In the last several years, the early modern history of Japanese commercial publishing (ca. 1600-1868) has become something of a hot topic in East Asian area studies. Nevertheless, scholars have shown little interest in exploring and explicating Japanese textual culture—particularly Japanese Buddhist textual culture—prior to the widespread adoption of woodblock-print technology in the early seventeenth century. In Miracles of Book and Body, Charlotte Eubanks does this and more, excavating the practices and theoretical implications of reading, reciting, transcribing, and transmitting sacred Buddhist texts in the ancient Indian and Chinese realms and in ninth- through thirteenth-century Japanese Buddhist bibliographic spheres. Eubanks's book is comparative in all the best ways.
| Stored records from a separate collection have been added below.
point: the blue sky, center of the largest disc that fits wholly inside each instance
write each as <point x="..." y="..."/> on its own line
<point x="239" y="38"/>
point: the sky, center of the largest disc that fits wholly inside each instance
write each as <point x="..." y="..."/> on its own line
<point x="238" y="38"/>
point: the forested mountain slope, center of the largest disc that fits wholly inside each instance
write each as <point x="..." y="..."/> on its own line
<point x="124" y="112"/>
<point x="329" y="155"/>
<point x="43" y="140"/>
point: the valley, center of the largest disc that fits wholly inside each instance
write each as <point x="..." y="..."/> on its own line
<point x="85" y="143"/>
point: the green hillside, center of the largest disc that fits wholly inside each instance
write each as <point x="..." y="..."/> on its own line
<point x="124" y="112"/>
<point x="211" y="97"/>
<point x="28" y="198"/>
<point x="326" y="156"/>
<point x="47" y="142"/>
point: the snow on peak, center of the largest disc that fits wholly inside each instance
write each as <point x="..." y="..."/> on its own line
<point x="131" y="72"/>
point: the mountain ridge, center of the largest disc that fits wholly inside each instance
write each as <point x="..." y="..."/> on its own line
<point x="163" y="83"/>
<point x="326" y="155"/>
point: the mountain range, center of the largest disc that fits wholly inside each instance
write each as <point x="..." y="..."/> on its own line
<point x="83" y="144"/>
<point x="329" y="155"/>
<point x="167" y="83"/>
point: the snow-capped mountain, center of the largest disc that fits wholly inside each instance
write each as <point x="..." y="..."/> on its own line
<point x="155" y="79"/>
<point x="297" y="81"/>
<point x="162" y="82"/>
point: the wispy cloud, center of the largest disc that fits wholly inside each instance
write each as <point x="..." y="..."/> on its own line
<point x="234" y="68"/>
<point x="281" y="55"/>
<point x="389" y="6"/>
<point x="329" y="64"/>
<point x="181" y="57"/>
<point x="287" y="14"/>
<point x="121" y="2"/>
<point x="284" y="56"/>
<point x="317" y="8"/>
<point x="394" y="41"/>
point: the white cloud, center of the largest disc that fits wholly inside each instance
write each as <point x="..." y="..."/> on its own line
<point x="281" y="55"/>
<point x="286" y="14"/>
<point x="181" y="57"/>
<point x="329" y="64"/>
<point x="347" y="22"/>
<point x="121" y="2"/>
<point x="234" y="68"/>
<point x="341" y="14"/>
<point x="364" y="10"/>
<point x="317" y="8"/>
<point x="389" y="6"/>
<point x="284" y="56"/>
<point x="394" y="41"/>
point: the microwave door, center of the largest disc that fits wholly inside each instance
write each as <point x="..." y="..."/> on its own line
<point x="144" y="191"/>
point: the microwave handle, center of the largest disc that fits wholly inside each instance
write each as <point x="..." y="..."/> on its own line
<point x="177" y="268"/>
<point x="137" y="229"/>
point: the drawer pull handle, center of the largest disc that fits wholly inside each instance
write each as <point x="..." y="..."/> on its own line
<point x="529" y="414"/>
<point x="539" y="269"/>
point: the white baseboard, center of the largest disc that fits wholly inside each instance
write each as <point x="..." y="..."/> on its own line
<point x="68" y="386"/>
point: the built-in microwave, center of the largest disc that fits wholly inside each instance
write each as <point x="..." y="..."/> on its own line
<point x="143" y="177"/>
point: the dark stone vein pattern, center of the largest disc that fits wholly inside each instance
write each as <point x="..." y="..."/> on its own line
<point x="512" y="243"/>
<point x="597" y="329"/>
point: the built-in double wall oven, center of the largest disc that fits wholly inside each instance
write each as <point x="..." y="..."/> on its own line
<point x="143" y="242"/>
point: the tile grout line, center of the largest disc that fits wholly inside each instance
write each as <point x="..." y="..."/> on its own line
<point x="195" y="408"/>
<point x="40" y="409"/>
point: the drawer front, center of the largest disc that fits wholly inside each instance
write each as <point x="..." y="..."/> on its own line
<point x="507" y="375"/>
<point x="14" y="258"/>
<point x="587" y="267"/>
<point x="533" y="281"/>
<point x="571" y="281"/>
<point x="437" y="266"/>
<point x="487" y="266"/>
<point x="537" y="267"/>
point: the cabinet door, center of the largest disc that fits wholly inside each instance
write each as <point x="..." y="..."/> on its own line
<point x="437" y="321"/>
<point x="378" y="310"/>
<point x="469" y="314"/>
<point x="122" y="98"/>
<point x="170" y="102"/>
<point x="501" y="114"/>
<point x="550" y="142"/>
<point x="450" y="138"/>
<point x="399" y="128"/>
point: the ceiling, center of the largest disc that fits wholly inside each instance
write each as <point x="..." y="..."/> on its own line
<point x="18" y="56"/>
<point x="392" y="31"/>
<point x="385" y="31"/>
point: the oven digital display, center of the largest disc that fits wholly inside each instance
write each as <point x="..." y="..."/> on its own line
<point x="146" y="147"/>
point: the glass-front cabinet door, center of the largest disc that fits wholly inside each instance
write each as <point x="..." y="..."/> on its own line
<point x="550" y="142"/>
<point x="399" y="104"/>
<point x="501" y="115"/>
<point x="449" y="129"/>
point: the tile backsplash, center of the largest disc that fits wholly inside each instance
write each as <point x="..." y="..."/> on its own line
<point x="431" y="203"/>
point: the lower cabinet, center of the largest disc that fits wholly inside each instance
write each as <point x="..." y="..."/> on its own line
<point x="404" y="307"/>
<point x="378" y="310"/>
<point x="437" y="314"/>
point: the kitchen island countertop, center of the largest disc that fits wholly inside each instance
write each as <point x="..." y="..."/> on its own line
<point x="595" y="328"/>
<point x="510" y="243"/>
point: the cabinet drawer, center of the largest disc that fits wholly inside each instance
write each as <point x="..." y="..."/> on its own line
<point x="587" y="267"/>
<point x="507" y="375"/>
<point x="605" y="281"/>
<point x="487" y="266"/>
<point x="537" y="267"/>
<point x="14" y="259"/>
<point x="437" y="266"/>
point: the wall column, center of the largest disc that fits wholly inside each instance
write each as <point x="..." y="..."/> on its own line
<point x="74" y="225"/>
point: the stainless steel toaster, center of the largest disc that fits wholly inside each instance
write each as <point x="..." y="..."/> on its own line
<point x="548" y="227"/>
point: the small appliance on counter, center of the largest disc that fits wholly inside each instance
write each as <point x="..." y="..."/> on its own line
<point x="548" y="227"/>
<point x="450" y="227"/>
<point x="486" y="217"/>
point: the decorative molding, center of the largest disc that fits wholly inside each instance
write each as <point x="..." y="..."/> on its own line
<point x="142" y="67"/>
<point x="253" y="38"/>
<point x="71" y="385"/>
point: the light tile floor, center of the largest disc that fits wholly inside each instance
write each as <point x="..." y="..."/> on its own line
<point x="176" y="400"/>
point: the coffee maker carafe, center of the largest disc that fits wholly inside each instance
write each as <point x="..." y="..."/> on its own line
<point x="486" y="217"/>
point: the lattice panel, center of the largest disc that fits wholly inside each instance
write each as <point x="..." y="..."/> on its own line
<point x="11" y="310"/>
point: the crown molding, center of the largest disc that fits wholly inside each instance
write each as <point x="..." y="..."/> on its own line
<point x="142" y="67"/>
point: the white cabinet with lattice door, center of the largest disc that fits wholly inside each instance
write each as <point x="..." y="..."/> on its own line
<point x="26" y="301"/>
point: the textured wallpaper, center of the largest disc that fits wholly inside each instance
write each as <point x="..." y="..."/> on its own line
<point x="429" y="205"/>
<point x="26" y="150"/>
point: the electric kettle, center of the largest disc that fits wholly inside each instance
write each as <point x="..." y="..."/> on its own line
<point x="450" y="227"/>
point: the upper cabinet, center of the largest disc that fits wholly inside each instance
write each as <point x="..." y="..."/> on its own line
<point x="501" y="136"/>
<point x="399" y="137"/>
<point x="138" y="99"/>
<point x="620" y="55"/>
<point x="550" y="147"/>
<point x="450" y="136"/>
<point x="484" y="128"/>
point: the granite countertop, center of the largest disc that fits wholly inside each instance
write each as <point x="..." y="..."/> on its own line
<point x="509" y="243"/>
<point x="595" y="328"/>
Writing with wit, grace, and exceptional clarity, she draws on a range of Japanese setsuwa, or "explanatory tales" (short didactic [End Page 485] stories that were typically employed in preaching), to explore the premodern Japanese reception of Chinese translations of Indian Buddhist texts, allowing her, as she explains, to consider "the particular ways in which one culture, distant in both time and place from the classical Indian subcontinent, made sense of and continued to build upon the rhetorical figures and life cycles of Buddhist textual culture" (61).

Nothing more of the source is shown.